De schuldhulpverlening is ook niet uitgevoerd door een daartoe bevoegde persoon. Van [schuldhulpverlener Oxyz], die de bij het verzoek gevoegde verklaring ex artikel 285 Fw, inhoudende dat er geen reële mogelijkheden zijn dat [appellant] tot een buitengerechtelijke schuldregeling komt met zijn crediteuren, heeft ondertekend, behoort niet tot de kring van personen die zijn vermeld in artikel 48 lid 1, aanhef en onder c of d WCK.
10. Anders dan [appellant] heeft betoogd, kan [registeraccountant Oxyz] – bestuurder van Oxyz en als registeraccountant wel bevoegd tot het uitvoeren van de buitengerechtelijke schuldregeling – evenmin worden beschouwd als de persoon die in de onderhavige zaak de buitengerechtelijke schuldregeling heeft uitgevoerd. [registeraccountant Oxyz] heeft meergenoemde verklaring niet ondertekend, terwijl onvoldoende aannemelijk is gemaakt dat [schuldhulpverlener Oxyz] de buitengerechtelijke schuldregeling heeft uitgevoerd onder nadrukkelijk en permanent toezicht van [registeraccountant Oxyz]. [registeraccountant Oxyz] heeft ter zitting in hoger beroep weliswaar verklaard dat hij via een computersysteem toezicht kan houden op het dossier en dat hij tweemaal contact heeft gehad met [schuldhulpverlener Oxyz] over het dossier van [appellant], maar dit is onvoldoende redengevend voor het oordeel dat het onderzoek feitelijk door of onder verantwoordelijkheid van [registeraccountant Oxyz] is uitgevoerd.
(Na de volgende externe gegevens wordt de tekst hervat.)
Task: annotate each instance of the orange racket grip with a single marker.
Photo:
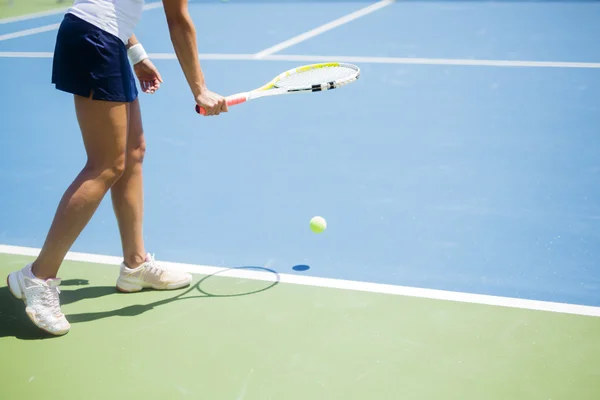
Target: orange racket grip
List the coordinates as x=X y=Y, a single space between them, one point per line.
x=231 y=101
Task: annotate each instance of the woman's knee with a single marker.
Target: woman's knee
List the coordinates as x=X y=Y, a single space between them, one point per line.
x=137 y=151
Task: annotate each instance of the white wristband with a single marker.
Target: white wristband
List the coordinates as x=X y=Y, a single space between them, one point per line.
x=136 y=53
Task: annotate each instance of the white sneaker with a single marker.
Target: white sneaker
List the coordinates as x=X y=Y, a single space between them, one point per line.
x=151 y=275
x=41 y=300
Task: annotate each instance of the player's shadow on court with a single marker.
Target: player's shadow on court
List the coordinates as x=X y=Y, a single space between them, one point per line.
x=15 y=323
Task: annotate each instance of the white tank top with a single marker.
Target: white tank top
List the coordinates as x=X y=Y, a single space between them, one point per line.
x=118 y=17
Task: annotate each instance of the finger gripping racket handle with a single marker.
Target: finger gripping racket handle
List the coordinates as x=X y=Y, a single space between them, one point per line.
x=231 y=101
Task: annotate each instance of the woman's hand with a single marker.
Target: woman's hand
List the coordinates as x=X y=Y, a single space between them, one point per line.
x=148 y=76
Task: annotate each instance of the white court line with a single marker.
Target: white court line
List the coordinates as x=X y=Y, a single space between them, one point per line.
x=324 y=28
x=52 y=27
x=28 y=32
x=350 y=59
x=338 y=284
x=33 y=15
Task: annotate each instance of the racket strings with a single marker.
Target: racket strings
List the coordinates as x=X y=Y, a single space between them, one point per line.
x=316 y=76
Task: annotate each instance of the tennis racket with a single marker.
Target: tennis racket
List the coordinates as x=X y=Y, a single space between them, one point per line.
x=308 y=78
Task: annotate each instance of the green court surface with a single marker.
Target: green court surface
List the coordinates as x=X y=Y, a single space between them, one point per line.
x=15 y=8
x=260 y=340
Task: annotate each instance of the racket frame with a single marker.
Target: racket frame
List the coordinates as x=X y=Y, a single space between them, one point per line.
x=271 y=88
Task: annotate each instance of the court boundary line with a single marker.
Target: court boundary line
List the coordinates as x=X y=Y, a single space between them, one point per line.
x=52 y=27
x=330 y=283
x=324 y=28
x=351 y=59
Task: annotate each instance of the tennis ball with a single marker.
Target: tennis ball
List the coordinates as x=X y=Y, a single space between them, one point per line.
x=318 y=224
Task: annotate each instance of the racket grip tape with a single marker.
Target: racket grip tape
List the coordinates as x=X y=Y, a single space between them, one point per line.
x=231 y=101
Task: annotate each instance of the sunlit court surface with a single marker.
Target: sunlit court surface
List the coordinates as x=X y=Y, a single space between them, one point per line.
x=459 y=178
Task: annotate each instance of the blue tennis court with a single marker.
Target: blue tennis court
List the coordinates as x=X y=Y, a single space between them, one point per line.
x=465 y=159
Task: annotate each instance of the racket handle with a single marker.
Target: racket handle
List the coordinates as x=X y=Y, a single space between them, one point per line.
x=231 y=101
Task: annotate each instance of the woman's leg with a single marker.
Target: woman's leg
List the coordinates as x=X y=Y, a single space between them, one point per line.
x=127 y=194
x=103 y=127
x=138 y=271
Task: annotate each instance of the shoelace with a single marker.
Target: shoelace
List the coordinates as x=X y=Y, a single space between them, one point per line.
x=154 y=268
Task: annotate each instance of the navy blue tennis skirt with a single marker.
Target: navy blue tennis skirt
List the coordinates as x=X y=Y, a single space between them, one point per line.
x=89 y=61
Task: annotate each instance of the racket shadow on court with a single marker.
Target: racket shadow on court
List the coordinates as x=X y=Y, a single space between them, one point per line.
x=15 y=323
x=262 y=279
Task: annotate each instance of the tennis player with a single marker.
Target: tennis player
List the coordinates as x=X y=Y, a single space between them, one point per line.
x=95 y=48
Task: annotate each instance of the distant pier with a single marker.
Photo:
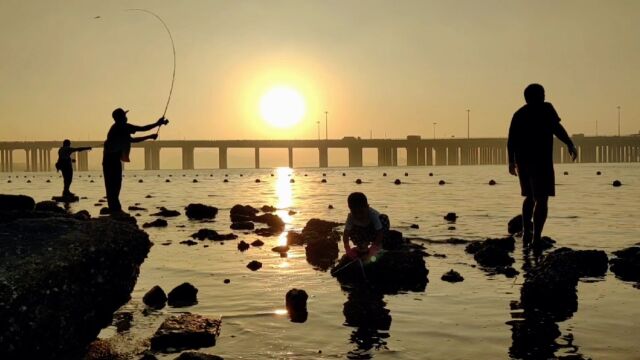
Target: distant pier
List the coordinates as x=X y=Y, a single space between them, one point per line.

11. Het voorgaande leidt tot de conclusie dat de grieven falen en dat het bestreden vonnis dient te worden bekrachtigd. De vraag of Geldvoorelkaar en DBV in redelijkheid tot weigering van instemming met de schuldregeling hebben kunnen komen, kan daarom onbesproken blijven.
Beslissing
Het hof bekrachtigt het vonnis van de rechtbank Den Haag van 6 april 2017.
Dit arrest is gewezen door mrs. D. Aarts, S.R. Mellema en E. Bauw en is uitgesproken ter openbare terechtzitting van 18 juli 2017 in aanwezigheid van de griffier.